Friday, April 21, 2023

Sending little kids to childcare is not good for them

Judith Sloan mentions a number of considerations below but fails to mention that most children in childcare have much higher levels of the stress hormone cortisol -- compared with their levels at home. Chidcare is DEMONSTRABLY bad for chidren. You can see it at the physical level. Organizational childcare stresses and worries the little kids. They feel afraid, not secure. It destroys their confidence in their environment. And it sometimes has lasting bad effects. See, for instance:

Children develop best in a loving home. It has to be a really bad home for childcare centers to be beneficial



I have a confession to make: I never sent my children to childcare. They did go to kinder/preschool when there were four for a few days each week during the school term, but that was it. Sorry, kids.

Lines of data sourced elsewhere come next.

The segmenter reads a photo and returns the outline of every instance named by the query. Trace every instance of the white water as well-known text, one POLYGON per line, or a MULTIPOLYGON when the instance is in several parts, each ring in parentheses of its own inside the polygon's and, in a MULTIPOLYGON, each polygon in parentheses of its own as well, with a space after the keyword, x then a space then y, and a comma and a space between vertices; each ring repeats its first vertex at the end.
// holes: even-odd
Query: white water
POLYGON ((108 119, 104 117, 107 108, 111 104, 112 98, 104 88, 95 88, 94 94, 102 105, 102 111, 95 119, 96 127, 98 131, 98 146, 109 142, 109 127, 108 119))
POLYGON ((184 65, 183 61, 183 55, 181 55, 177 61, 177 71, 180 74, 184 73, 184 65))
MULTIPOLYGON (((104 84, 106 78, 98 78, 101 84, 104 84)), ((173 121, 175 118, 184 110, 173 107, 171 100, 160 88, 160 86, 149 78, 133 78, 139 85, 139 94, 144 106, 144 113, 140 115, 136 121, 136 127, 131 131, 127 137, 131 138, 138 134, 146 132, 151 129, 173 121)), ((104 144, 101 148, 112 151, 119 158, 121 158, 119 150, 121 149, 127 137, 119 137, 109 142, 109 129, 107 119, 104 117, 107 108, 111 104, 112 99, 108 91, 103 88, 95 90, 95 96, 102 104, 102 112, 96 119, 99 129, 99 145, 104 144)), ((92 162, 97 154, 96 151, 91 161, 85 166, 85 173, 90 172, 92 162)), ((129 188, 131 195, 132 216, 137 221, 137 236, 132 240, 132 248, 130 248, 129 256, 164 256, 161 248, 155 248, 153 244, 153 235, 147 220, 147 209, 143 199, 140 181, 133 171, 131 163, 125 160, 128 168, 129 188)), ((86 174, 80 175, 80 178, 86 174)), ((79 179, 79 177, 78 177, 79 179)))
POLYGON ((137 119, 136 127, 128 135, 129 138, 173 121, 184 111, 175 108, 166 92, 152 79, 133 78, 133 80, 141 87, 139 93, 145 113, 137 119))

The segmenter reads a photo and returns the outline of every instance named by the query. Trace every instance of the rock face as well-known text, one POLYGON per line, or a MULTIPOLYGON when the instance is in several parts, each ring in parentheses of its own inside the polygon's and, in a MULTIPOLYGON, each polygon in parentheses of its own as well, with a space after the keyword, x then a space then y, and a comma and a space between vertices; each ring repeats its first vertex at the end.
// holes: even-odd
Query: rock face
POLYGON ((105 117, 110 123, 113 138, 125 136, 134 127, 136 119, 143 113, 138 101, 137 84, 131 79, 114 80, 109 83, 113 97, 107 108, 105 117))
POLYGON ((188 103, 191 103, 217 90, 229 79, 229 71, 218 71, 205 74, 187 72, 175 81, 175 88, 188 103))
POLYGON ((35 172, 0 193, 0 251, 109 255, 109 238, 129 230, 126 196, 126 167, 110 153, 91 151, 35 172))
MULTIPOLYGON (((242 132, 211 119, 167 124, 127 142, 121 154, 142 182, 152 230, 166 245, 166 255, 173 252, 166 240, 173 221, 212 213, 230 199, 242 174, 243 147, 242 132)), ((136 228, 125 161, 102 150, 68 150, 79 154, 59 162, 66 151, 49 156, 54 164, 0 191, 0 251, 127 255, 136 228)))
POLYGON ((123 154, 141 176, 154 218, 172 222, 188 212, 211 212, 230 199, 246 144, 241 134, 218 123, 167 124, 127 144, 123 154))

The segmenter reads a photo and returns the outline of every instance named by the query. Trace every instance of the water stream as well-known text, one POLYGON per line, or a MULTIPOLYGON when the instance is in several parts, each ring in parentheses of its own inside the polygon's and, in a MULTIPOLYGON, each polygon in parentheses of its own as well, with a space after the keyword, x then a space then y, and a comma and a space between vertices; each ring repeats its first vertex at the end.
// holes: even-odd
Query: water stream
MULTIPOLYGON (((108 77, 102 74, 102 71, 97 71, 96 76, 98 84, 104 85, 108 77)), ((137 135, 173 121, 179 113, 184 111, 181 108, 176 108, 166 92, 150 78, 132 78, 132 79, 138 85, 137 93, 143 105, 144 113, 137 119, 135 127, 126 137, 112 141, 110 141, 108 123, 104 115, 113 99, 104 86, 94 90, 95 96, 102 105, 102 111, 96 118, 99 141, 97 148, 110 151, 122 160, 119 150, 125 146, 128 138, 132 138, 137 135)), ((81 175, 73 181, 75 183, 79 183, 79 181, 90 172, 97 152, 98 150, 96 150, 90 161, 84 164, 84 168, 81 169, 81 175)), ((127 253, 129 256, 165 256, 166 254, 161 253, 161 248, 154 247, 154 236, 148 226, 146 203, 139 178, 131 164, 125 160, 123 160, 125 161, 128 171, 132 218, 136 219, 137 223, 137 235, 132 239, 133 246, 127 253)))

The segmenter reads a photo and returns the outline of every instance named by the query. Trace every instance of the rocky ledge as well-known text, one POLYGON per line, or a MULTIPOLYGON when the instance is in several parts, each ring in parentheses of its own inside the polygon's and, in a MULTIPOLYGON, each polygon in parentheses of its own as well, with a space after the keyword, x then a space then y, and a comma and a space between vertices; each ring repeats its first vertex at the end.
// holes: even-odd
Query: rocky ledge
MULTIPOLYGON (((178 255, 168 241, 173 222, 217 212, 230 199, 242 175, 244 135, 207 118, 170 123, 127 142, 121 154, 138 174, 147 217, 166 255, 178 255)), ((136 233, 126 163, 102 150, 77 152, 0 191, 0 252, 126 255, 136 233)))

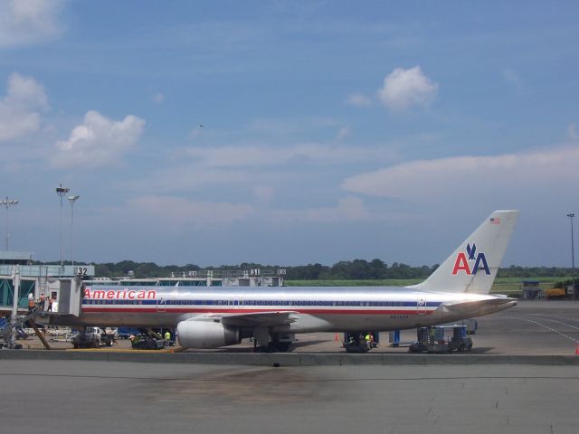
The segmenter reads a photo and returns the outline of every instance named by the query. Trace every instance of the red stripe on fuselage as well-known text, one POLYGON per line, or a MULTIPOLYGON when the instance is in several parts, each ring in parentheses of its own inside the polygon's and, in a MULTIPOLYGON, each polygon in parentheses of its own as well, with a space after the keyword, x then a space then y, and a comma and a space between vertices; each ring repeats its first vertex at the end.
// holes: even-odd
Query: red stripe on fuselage
MULTIPOLYGON (((193 308, 162 308, 157 310, 154 307, 82 307, 82 312, 119 312, 119 313, 151 313, 151 314, 256 314, 261 312, 296 312, 298 314, 338 314, 338 315, 418 315, 416 309, 405 310, 371 310, 371 309, 193 309, 193 308)), ((432 314, 433 310, 421 310, 420 314, 432 314)))

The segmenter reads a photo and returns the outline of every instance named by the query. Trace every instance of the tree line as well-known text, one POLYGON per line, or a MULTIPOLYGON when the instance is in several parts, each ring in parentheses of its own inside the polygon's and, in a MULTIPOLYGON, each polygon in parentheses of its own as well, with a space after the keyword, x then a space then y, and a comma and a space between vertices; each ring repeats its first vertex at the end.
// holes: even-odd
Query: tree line
MULTIPOLYGON (((189 275, 189 271, 199 271, 202 269, 217 271, 250 271, 252 269, 260 269, 262 275, 265 272, 277 274, 280 270, 282 270, 281 272, 285 273, 283 277, 286 280, 418 279, 426 278, 438 268, 438 264, 433 266, 422 265, 420 267, 413 267, 403 263, 394 262, 389 265, 378 259, 370 261, 365 259, 343 260, 331 266, 314 263, 293 267, 242 262, 238 265, 221 265, 219 267, 202 268, 195 264, 160 266, 154 262, 134 262, 132 260, 92 265, 95 266, 95 274, 97 277, 122 278, 130 275, 136 278, 171 278, 173 276, 187 276, 189 275)), ((573 276, 573 269, 570 268, 520 267, 513 265, 508 268, 500 269, 498 277, 524 278, 573 276)))

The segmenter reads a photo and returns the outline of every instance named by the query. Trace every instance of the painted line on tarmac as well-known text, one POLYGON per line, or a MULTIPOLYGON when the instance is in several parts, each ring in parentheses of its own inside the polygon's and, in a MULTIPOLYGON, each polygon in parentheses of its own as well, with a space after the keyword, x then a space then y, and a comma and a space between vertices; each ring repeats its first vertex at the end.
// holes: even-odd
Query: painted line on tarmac
MULTIPOLYGON (((547 329, 547 330, 549 330, 551 332, 556 333, 557 335, 565 337, 565 339, 569 339, 570 341, 573 341, 575 344, 579 344, 579 340, 575 339, 574 337, 571 337, 568 335, 565 335, 565 333, 562 333, 562 332, 558 331, 556 328, 549 327, 548 326, 546 326, 545 324, 541 324, 541 323, 539 323, 537 321, 534 321, 534 320, 528 319, 528 318, 524 318, 524 317, 521 317, 521 316, 507 316, 507 317, 508 318, 512 318, 512 319, 520 319, 522 321, 527 321, 528 323, 536 324, 536 325, 540 326, 541 327, 546 328, 546 329, 547 329)), ((545 319, 546 319, 546 318, 545 318, 545 319)), ((552 321, 554 321, 554 320, 552 320, 552 321)), ((564 324, 565 326, 569 326, 568 324, 565 324, 565 323, 561 323, 561 324, 564 324)), ((577 328, 577 327, 574 327, 574 328, 577 328)))

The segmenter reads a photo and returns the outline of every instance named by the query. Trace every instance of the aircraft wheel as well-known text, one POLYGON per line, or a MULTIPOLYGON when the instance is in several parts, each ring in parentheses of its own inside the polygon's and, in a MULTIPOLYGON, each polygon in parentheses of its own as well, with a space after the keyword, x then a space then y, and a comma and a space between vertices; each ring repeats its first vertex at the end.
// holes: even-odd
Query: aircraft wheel
POLYGON ((275 343, 276 350, 279 351, 280 353, 286 353, 290 349, 290 345, 291 345, 290 342, 276 342, 275 343))

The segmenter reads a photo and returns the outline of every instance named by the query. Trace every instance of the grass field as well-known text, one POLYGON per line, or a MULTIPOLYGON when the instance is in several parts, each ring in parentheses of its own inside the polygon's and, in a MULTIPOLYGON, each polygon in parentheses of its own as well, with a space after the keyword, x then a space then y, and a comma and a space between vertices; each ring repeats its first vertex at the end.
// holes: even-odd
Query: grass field
MULTIPOLYGON (((557 278, 499 278, 490 289, 493 294, 505 294, 512 297, 520 297, 522 293, 523 280, 539 281, 542 289, 553 288, 556 282, 571 278, 569 277, 557 278)), ((420 278, 385 278, 367 280, 284 280, 286 287, 407 287, 420 283, 420 278)))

Actually, I’m not sorry. While I was at work, they were happy at home being looked after by the same loving nanny we were lucky to have. Even to this day, I’m not convinced of the benefits of centre-based childcare, particularly for very young children.

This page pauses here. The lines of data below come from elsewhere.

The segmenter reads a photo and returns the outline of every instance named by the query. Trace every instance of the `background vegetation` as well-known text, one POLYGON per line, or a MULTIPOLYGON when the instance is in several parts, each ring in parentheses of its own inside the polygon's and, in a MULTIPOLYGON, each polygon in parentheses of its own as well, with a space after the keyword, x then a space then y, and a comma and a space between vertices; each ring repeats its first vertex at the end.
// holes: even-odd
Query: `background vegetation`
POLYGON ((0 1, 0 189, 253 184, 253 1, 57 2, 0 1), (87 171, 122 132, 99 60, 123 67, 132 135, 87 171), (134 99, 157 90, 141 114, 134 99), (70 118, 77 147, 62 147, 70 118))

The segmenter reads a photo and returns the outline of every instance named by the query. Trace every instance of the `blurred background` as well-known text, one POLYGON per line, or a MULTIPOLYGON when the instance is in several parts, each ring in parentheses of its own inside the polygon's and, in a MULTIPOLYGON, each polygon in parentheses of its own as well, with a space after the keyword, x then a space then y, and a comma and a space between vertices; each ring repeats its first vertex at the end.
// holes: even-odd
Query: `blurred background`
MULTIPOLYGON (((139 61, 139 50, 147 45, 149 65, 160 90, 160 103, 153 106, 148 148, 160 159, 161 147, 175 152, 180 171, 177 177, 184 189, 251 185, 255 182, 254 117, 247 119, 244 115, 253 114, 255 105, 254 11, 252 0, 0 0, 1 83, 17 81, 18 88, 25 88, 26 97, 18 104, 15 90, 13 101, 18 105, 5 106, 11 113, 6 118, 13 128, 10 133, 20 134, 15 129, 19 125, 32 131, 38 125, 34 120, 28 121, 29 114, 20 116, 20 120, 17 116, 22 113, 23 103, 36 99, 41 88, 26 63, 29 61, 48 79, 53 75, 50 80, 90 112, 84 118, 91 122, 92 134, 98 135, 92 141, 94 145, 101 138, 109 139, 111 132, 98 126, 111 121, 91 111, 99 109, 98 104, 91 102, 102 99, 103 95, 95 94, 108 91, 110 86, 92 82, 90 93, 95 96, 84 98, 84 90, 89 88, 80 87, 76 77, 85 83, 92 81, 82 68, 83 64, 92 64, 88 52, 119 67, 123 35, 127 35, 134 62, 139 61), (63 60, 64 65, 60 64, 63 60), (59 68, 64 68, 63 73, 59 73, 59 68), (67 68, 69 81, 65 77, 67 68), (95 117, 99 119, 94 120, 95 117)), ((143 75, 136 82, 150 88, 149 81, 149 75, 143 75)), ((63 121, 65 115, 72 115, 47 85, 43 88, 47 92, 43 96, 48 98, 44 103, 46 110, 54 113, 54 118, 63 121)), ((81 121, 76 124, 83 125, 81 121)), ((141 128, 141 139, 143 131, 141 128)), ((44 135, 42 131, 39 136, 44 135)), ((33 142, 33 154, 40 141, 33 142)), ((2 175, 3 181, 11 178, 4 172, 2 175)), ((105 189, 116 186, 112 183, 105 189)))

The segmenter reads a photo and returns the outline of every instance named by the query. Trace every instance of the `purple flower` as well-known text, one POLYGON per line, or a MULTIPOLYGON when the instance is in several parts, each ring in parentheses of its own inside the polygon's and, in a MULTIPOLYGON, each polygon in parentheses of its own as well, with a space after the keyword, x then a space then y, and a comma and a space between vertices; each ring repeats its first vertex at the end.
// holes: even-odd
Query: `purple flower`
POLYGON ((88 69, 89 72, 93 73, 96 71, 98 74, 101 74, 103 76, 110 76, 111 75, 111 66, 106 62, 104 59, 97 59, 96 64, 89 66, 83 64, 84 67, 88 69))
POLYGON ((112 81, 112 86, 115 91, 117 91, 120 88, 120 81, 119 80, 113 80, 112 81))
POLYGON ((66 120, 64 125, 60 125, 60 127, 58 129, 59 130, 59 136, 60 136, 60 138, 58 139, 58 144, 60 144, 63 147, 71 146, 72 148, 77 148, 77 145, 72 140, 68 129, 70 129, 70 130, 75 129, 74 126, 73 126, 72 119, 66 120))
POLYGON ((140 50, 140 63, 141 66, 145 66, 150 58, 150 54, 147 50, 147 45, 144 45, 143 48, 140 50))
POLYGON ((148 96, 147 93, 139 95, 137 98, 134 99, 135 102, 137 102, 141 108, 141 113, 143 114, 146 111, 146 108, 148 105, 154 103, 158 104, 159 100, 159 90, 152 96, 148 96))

I get it; a lot of parents have no choice but to place their kids in childcare centres for financial reasons. It’s only by going down this path that the generous taxpayer-funded subsidies are available. Notwithstanding the restricted hours these centres operate, they do provide potentially more reliable care than (expensive) nannies or relatives during the core working hours.

I also get why many parents want to believe that centre-based childcare, including the incorporated preschool programs, offers their children a range of benefits such as socialising with other children and play-based learning (whatever that is). Less mention is made of the frequent bouts of infectious diseases that children pick up at these centres and the rapid-fire phone calls from management to collect the children within five minutes.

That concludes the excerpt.